Now, average trees have been criticized - not least because (evidently) they are not guaranteed to have the Pareto property, meaning that it is not guaranteed that every bipartition present in the consensus can be found in at least one of the input trees!
However, in this simple case I thought it might be interesting to see how our average tree by this method compared to, say, a maximum clade credibility tree from the same input set. Note that this is not a maximum clade credibility from a Bayesian posterior distribution - however these trees do come from a probability distribution with expectation equal to the true tree and broad variance, so this could be equivalent to a sample from the posterior distribution under some circumstances, such as when there is a lot of uncertainty regarding phylogenetic relationships in the data.
We can compute the maximum clade credibility tree using phangorn - however to do this one will have to install the latest phangorn version from GitHub.
mcc<-maxCladeCred(trees,rooted=FALSE) nn<-fastMRCA(mcc,"Lemur","Tarsier") plotTree(mcc<-reroot(mcc,nn,mcc$edge.length[which(mcc$edge[,2]==nn)]/2))
Topologically this tree is a pretty good tree, but it is not the correct tree.
(To see how it is wrong, we can do this:
## Rotating nodes to optimize matching... ## Done.
Something that we usually cannot do is compute the clade credibility of a tree
not in the set that we have drawn from our (posterior) probability
distribution. However, here we have a tree who's credibility is of interest,
and so we can compute its clade credibility* simply by tacking it on to the
end of our
"multiPhylo" object. (*Note that this is not precisely
the clade credibility because we have included the clades from our reference
tree in the calculation of the clade frequencies - but it is pretty close.)

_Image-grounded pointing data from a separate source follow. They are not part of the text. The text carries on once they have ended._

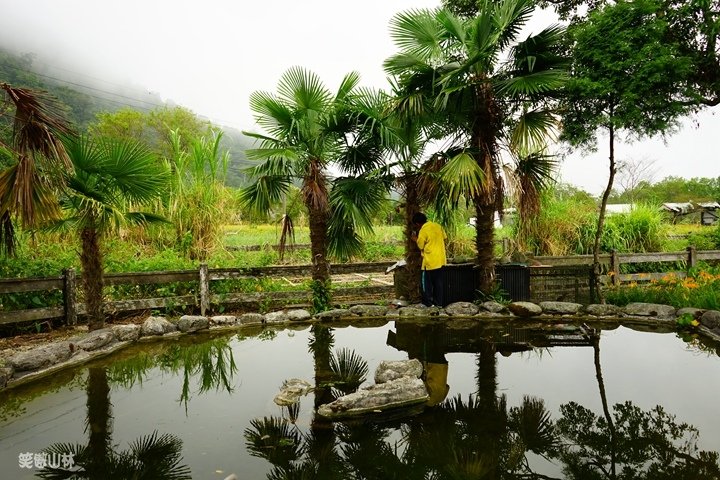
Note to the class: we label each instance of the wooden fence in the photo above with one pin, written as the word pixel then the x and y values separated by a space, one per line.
pixel 559 283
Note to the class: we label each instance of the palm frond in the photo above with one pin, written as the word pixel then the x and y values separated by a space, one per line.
pixel 417 32
pixel 273 439
pixel 534 129
pixel 462 176
pixel 271 113
pixel 349 368
pixel 303 89
pixel 532 84
pixel 267 191
pixel 349 83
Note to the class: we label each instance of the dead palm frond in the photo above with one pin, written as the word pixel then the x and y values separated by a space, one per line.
pixel 287 234
pixel 27 187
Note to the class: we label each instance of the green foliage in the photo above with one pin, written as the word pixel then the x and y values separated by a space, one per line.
pixel 627 75
pixel 701 289
pixel 640 230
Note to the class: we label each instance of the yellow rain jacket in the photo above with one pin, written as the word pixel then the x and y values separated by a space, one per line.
pixel 431 242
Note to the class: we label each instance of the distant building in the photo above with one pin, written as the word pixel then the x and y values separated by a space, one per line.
pixel 708 211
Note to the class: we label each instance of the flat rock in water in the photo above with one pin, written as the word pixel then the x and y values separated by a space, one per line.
pixel 334 314
pixel 291 391
pixel 299 315
pixel 650 310
pixel 127 333
pixel 157 326
pixel 602 310
pixel 397 393
pixel 560 308
pixel 41 357
pixel 250 318
pixel 710 319
pixel 393 369
pixel 276 317
pixel 193 323
pixel 96 339
pixel 369 310
pixel 492 307
pixel 223 320
pixel 462 309
pixel 525 309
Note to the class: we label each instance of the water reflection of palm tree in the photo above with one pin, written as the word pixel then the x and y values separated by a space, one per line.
pixel 629 443
pixel 150 457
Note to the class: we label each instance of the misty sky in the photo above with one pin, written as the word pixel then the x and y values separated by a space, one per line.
pixel 210 55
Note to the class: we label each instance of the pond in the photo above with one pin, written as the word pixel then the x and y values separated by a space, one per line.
pixel 508 400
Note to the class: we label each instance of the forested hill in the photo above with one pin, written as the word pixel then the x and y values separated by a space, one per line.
pixel 85 97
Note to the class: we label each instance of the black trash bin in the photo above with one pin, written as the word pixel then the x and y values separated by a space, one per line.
pixel 459 283
pixel 514 279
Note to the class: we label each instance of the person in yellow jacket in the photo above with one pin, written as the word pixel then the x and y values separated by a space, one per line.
pixel 430 239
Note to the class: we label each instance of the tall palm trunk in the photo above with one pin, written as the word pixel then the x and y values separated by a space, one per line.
pixel 318 243
pixel 485 131
pixel 92 276
pixel 603 206
pixel 484 243
pixel 413 258
pixel 315 196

obj<-list(unroot(ls.con)) obj<-c(trees,obj) cc<-maxCladeCred(obj,tree=FALSE,rooted=FALSE) obj<-hist(cc[1:100],breaks=seq(-34,-8,by=2),col="gray",main="", xlab="log(clade credibility)") arrows(x0=cc,y0=0.5*max(obj$counts),x1=cc,y1=0,col="red", lwd=2,length=0.15,angle=20) text(x=cc,y=0.5*max(obj$counts), "clade credibility of \"average\" tree",adj=c(0,0.3),srt=90)

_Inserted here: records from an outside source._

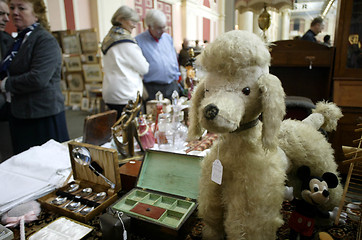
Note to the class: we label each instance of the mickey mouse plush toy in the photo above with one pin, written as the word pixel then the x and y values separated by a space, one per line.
pixel 314 194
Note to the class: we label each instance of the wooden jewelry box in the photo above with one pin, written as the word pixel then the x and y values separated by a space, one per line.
pixel 166 192
pixel 106 162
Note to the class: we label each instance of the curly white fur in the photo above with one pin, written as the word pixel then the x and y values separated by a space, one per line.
pixel 236 90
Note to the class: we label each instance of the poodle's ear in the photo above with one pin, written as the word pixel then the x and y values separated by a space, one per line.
pixel 195 130
pixel 331 179
pixel 273 108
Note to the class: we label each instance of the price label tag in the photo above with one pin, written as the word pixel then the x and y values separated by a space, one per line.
pixel 216 174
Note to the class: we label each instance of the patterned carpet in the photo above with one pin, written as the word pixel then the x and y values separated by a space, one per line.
pixel 343 232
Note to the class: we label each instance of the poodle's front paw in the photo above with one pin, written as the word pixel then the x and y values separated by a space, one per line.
pixel 210 233
pixel 342 216
pixel 288 193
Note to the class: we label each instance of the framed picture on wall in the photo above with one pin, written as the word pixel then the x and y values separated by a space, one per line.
pixel 92 72
pixel 75 98
pixel 70 44
pixel 89 41
pixel 73 64
pixel 75 81
pixel 90 58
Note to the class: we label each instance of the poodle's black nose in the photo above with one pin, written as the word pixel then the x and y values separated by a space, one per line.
pixel 325 193
pixel 210 111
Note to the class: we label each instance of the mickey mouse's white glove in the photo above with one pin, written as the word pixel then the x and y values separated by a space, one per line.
pixel 333 215
pixel 288 193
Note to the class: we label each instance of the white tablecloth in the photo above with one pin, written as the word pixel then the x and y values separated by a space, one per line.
pixel 33 173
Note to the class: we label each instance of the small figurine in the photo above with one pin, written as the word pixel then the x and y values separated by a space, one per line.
pixel 127 124
pixel 315 193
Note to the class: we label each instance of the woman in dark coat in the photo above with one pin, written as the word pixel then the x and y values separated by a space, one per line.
pixel 32 77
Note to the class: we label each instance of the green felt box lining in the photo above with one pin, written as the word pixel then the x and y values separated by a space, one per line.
pixel 176 209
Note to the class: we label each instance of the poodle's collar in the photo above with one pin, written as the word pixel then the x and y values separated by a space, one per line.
pixel 247 125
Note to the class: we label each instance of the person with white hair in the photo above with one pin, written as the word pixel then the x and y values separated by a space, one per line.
pixel 124 64
pixel 157 47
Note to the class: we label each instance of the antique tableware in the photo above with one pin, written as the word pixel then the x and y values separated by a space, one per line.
pixel 73 187
pixel 82 156
pixel 99 196
pixel 86 210
pixel 86 191
pixel 59 200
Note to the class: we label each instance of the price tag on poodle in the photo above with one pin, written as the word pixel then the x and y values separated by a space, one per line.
pixel 216 174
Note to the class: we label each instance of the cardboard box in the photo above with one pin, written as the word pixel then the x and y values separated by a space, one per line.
pixel 166 191
pixel 107 159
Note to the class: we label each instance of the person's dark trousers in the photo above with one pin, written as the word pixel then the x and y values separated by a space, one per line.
pixel 5 112
pixel 166 89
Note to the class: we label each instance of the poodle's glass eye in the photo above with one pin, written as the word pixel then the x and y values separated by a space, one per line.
pixel 246 91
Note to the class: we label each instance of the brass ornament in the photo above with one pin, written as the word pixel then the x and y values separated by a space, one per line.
pixel 264 20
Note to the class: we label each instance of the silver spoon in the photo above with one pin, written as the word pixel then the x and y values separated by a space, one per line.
pixel 73 206
pixel 73 187
pixel 99 196
pixel 86 191
pixel 59 200
pixel 76 197
pixel 82 156
pixel 86 210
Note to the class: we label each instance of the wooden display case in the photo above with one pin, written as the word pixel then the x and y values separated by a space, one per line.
pixel 107 159
pixel 347 92
pixel 166 191
pixel 304 68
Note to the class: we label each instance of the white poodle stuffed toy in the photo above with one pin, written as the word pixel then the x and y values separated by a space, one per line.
pixel 229 101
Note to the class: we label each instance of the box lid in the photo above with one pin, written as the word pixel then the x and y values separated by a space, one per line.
pixel 172 173
pixel 106 158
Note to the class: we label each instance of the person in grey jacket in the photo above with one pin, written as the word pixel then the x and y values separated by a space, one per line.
pixel 6 41
pixel 31 73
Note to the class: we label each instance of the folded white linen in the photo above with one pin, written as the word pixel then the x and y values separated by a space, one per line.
pixel 33 173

So that means the average tree has a higher probability (credibility) than any tree in the set. Interesting.
One could reasonably point out that if we'd merely sampled more trees we would have surely sampled the tree with highest credibility, and then we would have found it to have the same credibility as our LS consensus tree. That's probably true in this case - but, remember, the number of trees for many taxa is vast and so it may not be the case - depending on the shape of our posterior density - that we sample the highest probability topology in our MCMC. (I'm not saying that we don't - just that it cannot be assumed to be guaranteed.)